Mais le marxisme est aussi, du fait même qu’il est une critique, la fondation des concepts clés d’un savoir scientifique authentique, radicalement alternatif, en économie politique. C’est avec Marx et Engels, dans le cadre d’une conception matérialiste de l’histoire, qu’allaient être déterminées les caractéristiques du mode de production capitaliste, articulés forces productives et rapports de production, cernés les contours des antagonismes de classes, percés les secrets de l’exploitation, compris les mouvements complexes du capital, mesurée la gravité de ses crises – et, en pratique, ouverts les horizons des révolutions prolétariennes qui arrivaient.

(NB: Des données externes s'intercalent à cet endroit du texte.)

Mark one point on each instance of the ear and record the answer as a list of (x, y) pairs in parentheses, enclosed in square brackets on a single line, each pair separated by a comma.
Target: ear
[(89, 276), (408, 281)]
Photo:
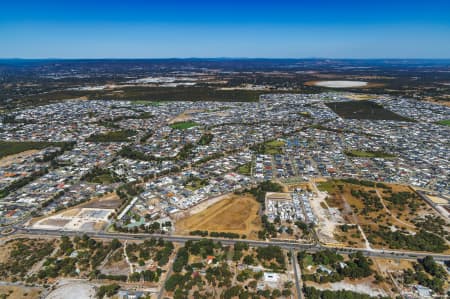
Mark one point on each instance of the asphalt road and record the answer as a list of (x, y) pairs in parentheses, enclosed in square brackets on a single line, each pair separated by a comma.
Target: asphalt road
[(395, 254), (297, 275)]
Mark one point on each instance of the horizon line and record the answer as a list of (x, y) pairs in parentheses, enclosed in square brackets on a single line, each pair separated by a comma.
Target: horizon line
[(224, 58)]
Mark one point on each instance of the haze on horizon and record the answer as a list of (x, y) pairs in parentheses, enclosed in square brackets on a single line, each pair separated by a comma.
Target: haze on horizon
[(284, 29)]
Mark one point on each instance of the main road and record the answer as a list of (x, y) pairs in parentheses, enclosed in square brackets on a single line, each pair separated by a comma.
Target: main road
[(286, 244)]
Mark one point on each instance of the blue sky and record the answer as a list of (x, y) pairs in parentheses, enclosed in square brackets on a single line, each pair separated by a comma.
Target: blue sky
[(282, 29)]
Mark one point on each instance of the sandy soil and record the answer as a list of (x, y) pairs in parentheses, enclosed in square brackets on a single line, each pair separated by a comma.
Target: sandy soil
[(73, 290), (20, 292), (326, 227), (8, 160), (237, 214)]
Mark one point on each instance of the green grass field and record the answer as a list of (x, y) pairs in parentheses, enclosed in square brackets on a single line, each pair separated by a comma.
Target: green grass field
[(183, 125), (444, 122), (245, 169), (14, 147), (274, 147)]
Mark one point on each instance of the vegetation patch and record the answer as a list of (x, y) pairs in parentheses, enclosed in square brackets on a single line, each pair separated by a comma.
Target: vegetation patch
[(101, 176), (14, 147)]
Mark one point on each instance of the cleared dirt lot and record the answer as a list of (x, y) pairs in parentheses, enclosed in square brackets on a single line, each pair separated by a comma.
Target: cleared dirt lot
[(236, 214)]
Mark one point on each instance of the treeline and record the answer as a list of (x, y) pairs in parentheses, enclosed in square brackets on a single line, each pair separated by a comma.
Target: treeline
[(358, 266), (421, 241), (313, 293), (95, 175), (65, 146), (17, 184), (146, 275), (427, 273)]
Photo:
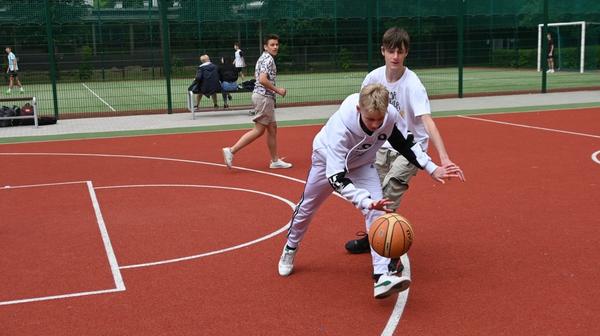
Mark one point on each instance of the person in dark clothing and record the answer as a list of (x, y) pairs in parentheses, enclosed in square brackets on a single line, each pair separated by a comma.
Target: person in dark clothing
[(228, 75), (207, 78)]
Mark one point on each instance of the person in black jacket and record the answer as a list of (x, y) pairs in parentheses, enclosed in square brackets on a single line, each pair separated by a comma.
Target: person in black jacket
[(207, 79), (228, 75)]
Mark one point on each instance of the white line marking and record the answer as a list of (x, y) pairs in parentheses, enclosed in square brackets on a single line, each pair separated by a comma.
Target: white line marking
[(43, 185), (532, 127), (168, 261), (110, 253), (392, 324), (102, 100), (400, 302), (112, 260), (596, 157), (54, 297)]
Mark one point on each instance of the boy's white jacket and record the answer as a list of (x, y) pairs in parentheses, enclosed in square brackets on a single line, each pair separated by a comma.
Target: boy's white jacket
[(342, 145)]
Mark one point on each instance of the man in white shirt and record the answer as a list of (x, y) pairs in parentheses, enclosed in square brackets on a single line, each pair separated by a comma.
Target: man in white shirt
[(342, 161), (12, 71), (409, 97)]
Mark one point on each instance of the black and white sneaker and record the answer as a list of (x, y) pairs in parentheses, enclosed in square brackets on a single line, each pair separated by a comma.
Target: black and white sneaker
[(388, 284), (360, 245)]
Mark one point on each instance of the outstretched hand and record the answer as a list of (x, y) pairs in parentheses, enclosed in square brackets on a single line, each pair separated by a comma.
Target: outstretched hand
[(446, 172), (381, 205)]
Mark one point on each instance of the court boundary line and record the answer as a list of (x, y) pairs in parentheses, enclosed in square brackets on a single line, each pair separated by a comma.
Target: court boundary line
[(596, 157), (529, 126), (119, 284), (97, 96), (401, 300)]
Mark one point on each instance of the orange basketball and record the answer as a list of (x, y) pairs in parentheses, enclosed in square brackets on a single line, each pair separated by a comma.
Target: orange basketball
[(391, 235)]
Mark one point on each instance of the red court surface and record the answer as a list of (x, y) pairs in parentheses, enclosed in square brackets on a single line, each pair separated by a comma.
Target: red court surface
[(512, 251)]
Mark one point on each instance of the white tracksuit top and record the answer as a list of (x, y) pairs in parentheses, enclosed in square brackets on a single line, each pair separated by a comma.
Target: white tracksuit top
[(342, 145)]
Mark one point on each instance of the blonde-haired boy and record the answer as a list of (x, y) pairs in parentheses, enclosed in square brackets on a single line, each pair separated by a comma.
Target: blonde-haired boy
[(342, 160)]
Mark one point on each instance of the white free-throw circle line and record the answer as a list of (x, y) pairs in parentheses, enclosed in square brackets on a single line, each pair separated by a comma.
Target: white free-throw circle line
[(400, 301), (197, 256), (532, 127), (596, 157)]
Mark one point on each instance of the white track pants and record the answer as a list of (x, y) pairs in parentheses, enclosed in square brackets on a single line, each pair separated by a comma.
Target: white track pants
[(317, 190)]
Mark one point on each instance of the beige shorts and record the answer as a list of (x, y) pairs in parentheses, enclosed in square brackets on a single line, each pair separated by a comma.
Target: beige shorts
[(265, 109)]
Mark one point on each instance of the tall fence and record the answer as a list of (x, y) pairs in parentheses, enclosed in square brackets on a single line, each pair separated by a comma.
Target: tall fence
[(84, 58)]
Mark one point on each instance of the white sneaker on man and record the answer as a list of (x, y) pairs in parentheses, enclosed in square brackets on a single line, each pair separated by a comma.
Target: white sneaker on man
[(280, 164), (228, 157), (286, 262), (389, 284)]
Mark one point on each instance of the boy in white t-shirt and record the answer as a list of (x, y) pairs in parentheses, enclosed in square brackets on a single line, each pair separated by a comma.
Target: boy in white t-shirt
[(342, 161), (12, 70), (239, 61), (409, 97)]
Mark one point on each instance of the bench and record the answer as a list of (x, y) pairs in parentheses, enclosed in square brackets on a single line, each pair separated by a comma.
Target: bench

Lors des processus de transition socialiste, le recours aux outils d’une planification se fonde sur une science économique propre à ces systèmes, adaptée à leur fonctionnement pour la propriété sociale, la place des mécanismes de marchés, l’organisation institutionnelle, etc. Le cycle est commencé par l’objectif d’atteindre la meilleure satisfaction possible des besoins de l’ensemble de la population. Ce ne sont plus les pouvoirs d’achat des agents qui sont déterminants, mais les choix de satisfaire les besoins sociaux et le développement. Les activités productives doivent être effectuées avec une efficacité croissante, grâce à ce nouveau « calcul économique ». Des termes assez similaires à ceux utilisés dans le capitalisme (surplus, coût…) sont mobilisés, mais leur contenu est distinct en raison de la spécificité des relations dans lesquelles ils s’insèrent. Les espaces occupés par le marché sont conditionnés à la prédominance de critères sociaux et à un objectif de croissance compatible avec la solidarité. La logique qui guide la reproduction élargie de l’économie n’est plus celle du profit et de l’exploitation.

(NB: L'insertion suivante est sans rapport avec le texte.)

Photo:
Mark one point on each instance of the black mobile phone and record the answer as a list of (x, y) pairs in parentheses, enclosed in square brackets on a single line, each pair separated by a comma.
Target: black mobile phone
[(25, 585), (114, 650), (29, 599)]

Que le marxisme soit à la fois critique de l’économie politique et économie politique alternative, la trajectoire même de la science économique moderne le confirme. Le courant néoclassique, actuellement hégémonique, a ainsi pris l’habitude de se présenter comme l’héritier des penseurs classiques. Or les ruptures qu’il s’est vu contraint d’opérer par rapport à ces derniers ont été décisives, et rendues nécessaires par les développements marxiens, destructeurs et créateurs à la fois : si proches parents des réflexions classiques, mais menant, par les chemins que Marx a découverts, à la théorie de l’extorsion de plus-value.
Ces ruptures, que les néoclassiques cachent, se repèrent aux niveaux méthodologique, théorique et conceptuel. À l’heure présente, celles-ci sont présentées de façon mensongère par le mainstream comme des continuités. Ou comment faire communier les uns et les autres – Marx excepté ! – dans une vision apologétique unifiée d’un capitalisme saisi comme unique pensable dans la théorie et horizon indépassable de l’histoire. Il vient de là une discipline économique fictivement « apolitique », mais écrasée par un courant hégémonique dogmatique qui la fait tendre vers ce que j’appelle une « science(-fiction) économique ».
Le marxisme auquel je me réfère ici est une pensée dégagée de l’économisme et du déterminisme dans lesquels nombre d’« orthodoxes » ont enfermé ce courant après Marx. Ce dernier, surtout à la fin de sa vie, dans des recherches consacrées notamment aux formations sociales précapitalistes et commu­nautaires agraires, insista en effet sur la nécessité d’une vision de l’histoire non linéaire, sur des analyses innovantes où les rapports de production s’imbriquent dans d’autres rapports afin d’épaissir l’examen des formes de propriété, de domination et d’exploitation, et donc aussi sur la multiplicité des voies possibles de passage au socialisme.
Rémy Herrera est économiste. Il est chercheur au CNRS (Centre d’économie de la Sorbonne).